A hedge fund is a pool of securities that are likely to constitute a part of an aggressively managed investment portfolio. Getting involved with a hedge fund is a high-stakes game - the goal is to maximize returns in a way that more traditional assets, like stocks and bonds, do not. The term "hedge" comes from a strategy known as hedging, a practice that seeks to reduce the level of risk associated with an investment. Historically, this was the primary goal of a hedge fund, but today, a hedge fund prioritizes profit maximization above all else, which can actually generate greater risk.
Hedge fund managers may use a variety of strategies to achieve the goal of optimal returns, including leveraging and long-short equity. Leveraging is a technique which relies on debt to drive investments. For example, a firm may only possess $5 million, but by borrowing an additional $15 million, it is now capable of investing in many more financial operations. In order for this to be profitable, however, the interest from the borrowed sum must remain consistently smaller than the dividends from firm's investments. Long-short equities, simply put, involve purchasing "long" stocks that seem likely to appreciate in value over time, and selling "short" stocks that appear to be declining in price.

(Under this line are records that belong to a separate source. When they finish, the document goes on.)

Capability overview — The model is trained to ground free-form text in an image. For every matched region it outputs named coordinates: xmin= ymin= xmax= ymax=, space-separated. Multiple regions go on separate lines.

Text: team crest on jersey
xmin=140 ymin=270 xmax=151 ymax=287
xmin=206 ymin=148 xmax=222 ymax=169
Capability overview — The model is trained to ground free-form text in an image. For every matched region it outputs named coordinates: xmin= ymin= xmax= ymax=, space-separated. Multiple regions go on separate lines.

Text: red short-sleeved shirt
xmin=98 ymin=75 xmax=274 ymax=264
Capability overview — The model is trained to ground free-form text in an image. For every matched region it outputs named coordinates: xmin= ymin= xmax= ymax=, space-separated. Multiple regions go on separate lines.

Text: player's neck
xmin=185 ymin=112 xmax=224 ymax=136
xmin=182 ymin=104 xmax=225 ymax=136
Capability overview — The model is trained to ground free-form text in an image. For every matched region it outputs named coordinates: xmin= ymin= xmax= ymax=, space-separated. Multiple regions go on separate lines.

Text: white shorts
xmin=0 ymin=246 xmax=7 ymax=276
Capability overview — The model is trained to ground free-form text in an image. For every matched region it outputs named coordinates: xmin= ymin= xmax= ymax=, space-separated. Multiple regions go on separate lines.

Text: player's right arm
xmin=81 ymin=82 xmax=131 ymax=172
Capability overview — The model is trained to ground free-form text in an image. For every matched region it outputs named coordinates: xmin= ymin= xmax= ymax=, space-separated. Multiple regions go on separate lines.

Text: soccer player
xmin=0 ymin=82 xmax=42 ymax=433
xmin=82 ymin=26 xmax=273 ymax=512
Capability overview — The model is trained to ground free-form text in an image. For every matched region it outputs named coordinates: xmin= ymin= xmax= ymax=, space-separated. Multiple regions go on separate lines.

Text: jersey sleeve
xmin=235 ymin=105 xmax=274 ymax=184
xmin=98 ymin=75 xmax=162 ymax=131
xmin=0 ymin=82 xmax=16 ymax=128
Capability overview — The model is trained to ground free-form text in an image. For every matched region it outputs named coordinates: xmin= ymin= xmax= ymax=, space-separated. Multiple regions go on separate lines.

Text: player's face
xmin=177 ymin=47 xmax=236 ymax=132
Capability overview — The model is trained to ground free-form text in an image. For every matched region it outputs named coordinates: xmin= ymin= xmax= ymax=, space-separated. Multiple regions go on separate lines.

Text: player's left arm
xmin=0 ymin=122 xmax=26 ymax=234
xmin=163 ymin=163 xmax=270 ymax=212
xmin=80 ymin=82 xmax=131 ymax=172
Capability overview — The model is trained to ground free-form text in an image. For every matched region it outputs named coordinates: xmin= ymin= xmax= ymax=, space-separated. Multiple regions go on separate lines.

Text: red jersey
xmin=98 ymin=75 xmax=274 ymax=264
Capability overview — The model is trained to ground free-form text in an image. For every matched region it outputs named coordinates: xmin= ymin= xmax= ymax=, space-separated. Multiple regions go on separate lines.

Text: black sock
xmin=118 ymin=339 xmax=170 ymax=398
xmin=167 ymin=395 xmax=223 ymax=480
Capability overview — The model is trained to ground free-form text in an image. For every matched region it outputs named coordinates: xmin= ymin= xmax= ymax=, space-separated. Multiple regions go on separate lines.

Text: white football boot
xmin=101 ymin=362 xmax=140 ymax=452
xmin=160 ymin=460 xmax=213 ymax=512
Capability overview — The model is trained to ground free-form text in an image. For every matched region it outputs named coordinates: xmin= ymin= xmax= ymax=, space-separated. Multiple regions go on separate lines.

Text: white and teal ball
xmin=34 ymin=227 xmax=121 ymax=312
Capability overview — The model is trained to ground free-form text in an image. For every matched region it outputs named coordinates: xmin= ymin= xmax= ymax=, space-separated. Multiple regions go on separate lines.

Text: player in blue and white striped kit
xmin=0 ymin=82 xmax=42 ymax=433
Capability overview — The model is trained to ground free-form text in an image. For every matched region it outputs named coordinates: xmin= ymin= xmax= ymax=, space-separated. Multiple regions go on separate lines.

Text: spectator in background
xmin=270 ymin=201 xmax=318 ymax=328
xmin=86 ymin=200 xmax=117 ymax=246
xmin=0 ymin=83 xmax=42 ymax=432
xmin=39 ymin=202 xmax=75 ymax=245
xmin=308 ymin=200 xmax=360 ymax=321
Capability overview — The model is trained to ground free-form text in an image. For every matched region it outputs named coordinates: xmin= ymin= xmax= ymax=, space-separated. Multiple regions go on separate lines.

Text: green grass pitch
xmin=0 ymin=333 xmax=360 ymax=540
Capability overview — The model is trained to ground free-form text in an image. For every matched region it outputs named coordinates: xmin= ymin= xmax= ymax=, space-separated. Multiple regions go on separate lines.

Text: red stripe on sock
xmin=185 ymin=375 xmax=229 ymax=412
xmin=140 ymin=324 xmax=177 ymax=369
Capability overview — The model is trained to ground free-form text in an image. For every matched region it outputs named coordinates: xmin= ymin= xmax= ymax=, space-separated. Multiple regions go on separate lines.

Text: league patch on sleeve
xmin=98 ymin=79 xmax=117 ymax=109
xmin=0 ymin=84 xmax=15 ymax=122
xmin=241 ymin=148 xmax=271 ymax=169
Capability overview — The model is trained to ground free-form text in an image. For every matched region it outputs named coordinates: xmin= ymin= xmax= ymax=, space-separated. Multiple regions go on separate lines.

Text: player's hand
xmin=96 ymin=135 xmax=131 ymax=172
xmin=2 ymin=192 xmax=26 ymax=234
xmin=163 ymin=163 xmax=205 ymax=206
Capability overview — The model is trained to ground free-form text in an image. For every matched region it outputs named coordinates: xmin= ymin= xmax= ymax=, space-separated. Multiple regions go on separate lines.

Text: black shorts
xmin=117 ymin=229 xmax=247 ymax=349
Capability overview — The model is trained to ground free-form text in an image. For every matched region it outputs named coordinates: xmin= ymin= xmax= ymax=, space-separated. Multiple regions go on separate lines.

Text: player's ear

Hedge funds are generally reserved for investors with a substantial amount of wealth at their disposal. US laws state require that investors in hedge funds be accredited - this means that they must possess a certain minimum annual income, a net worth greater than $1 million, and a thorough knowledge of investments.
Because hedge funds primarily cater to these sorts of experienced investors, the US government leaves them largely unregulated. This opens up a wider range of investment possibilities that have greater impacts, not only on the profits of the fund, but on the market at large.
Hedge funds have a few positive effects on the market. One common strategy of hedge funds is arbitrage, which eliminates unfair pricing through exploitation. If there is variation in price for an identical product, a manager can purchase that product at the lower price and sell at the higher for a profit. This results in a rapid re-adjustment of price. They contribute to greater liquidity due to their willingness to sell securities, and are a reliable source of risk transfer.
However, hedge funds pose a number of threats to the market as well. Because many hedge funds use similar analytical techniques when surveying the market, multiple funds will often come to the same conclusion. If everyone decides that a certain product is highly lucrative, an asset bubble may begin to grow, such as during the housing bubble starting in 2005. Derivatives are another hedge fund tactic that has a significant impact on the market. A derivative is an agreement between multiple parties based on an underlying entity, such as an asset, index, or security. It may have a variety of effects, such as contractually obliging one party to purchase another party's assets at a specific price in the future. This offers a form of insurance - even if the market price of the asset falls, the seller can rest assured of a reasonable profit. However, these derivatives can create enormous swings in the market; if the market price of the underlying entity is drastically different from what was expected, the parties involved may experience tremendous losses. Leverage, although a powerful tool for generating profit, can also have troublesome effects on the market; if the returns on a hedge fund's investments are consistently lower than the interest from their debts, the hedge fund will incur losses and may potentially increase the interest rates of lenders.
The top five performing hedge funds of 2015 with $1 billion or more in assets were as follows: Perceptive Life Sciences, Melvin Capital, Segantii Asian-Pacific Equity Multi-Strategy, Sylebra Capital Partners Master, and Teton Capital Partners. It is worth noting that all but one of these funds rely primarily on the long-short equity strategy.
The top five performing hedge funds of 2015 with assets valued between $250 million and $1 billion were: Ping Exceptional Value, SPQ Asia Opportunities, APS Asia-Pacific Long/Short, Landsdowne European Equity, and TT Long/Short Focus. As was the case with the top five hedge funds possessing $1 billion or more in assets, four of these five funds also relied on the long-short equity strategy.